For years, Armenian Americans have appealed to the Jewish community for help in their efforts to get official U.S. recognition of the World War I era Armenian Genocide by Turkey.

Jews were their natural allies, they thought, because of our own history, but pro-Israel leaders had different ideas.

Turkey was Israel’s best and only friend in the Muslim world, they reasoned. So why jeopardize that relationship by siding with the Armenians in this seemingly endless dispute?

I always found that argument offensive. The fight against genocide is supposed to be absolute – not a matter of politics but of basic morality, a core lesson we have sought to teach the world through Holocaust remembrance.

So is the need to preserve historical accuracy. Jews are rightfully offended by those who say the Holocaust never took place or who minimize its devastation, and devote considerable resources to fighting the revisionists and deniers.

Because memory and historical accuracy matter.

So why were we so willing to treat Armenian memory as something that could be modified according to the immediate needs of pro-Israel politics?

But it gets worse.

Suddenly, Turkey is no longer a friend. It instigated the violent portion of the recent Gaza flotilla, Israel charges; it harbors Muslim “charities” connected to terror groups that want to wipe Israel off the map.

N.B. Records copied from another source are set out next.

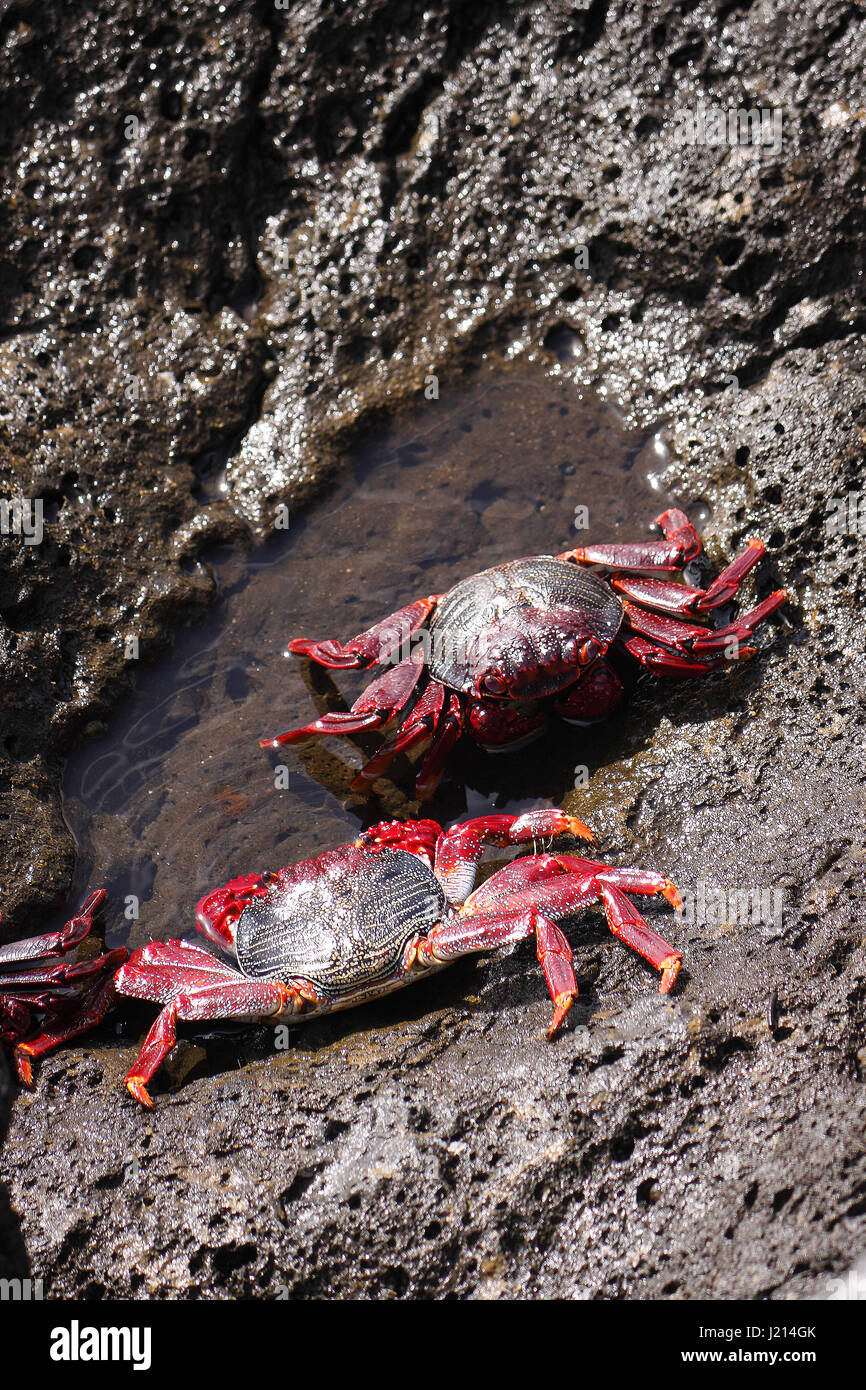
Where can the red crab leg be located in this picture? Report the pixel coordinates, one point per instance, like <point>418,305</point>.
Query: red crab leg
<point>535,869</point>
<point>56,943</point>
<point>559,895</point>
<point>419,727</point>
<point>460,848</point>
<point>595,695</point>
<point>377,706</point>
<point>464,936</point>
<point>681,667</point>
<point>417,837</point>
<point>373,647</point>
<point>189,991</point>
<point>496,727</point>
<point>91,1009</point>
<point>669,597</point>
<point>680,545</point>
<point>687,637</point>
<point>627,923</point>
<point>448,731</point>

And in blogs and discussions we’re hearing this: if the Turks don’t mend their ways, maybe it’s time we should start supporting Armenian demands for official U.S. recognition of the genocide committed against them 95 years ago.

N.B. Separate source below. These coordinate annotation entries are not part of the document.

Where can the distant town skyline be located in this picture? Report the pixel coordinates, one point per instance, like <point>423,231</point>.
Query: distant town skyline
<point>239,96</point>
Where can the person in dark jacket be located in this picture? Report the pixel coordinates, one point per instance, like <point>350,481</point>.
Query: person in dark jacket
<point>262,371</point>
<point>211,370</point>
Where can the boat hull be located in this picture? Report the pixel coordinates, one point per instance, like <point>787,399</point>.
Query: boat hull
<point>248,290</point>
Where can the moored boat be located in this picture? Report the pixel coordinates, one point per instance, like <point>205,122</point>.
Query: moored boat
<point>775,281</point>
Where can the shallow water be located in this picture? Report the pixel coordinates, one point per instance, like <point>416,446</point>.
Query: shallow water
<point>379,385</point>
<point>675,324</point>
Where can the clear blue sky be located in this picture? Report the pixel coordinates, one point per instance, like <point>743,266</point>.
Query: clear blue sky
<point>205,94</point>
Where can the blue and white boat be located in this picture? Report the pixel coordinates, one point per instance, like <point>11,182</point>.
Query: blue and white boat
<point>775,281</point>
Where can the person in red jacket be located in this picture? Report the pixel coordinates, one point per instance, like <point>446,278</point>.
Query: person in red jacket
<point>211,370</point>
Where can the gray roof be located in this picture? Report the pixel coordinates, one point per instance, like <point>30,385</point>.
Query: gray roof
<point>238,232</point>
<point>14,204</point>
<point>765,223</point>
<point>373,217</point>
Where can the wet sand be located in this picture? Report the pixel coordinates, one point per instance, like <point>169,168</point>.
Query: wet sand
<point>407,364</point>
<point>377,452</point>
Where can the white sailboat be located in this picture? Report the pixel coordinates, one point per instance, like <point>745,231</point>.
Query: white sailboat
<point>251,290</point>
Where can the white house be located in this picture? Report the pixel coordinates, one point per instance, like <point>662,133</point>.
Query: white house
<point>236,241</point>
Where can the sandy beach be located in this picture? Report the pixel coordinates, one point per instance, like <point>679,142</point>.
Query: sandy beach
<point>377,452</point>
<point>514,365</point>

We’re hearing it in Congress, too, where longstanding opposition to resolutions recognizing the genocide may give way to ire over Turkey’s role in the Middle East today.

A Jerusalem Post story this week includes these appalling lines:

Rep. Mike Pence (R-Indiana) said he recently warned the Turkish ambassador that “With regard to Congress of the United States, there will be a cost if Turkey stays on its current path of growing closed to Iran and more antagonistic to the State of Israel.”

Among other issues, he said, he was now likely to switch his vote to support a resolution recognizing the mass killing of Armenians during the Ottoman empire as a genocide, a move he had voted against in the past because he thought relations with Turkey were more important.

It was offensive when we defended Turkey because it was somehow “good for Israel,” and it’s doubly offensive when we use the threat of ending that protection as just another political bludgeon in the pro-Israel wars.  You want to punish Turkey with scaled-back diplomatic ties? With an end to military cooperation? With economic sanctions? Fine. But threatening to change your position on an issue as fundamental as genocide – that’s crossing a line the Jewish community should never cross.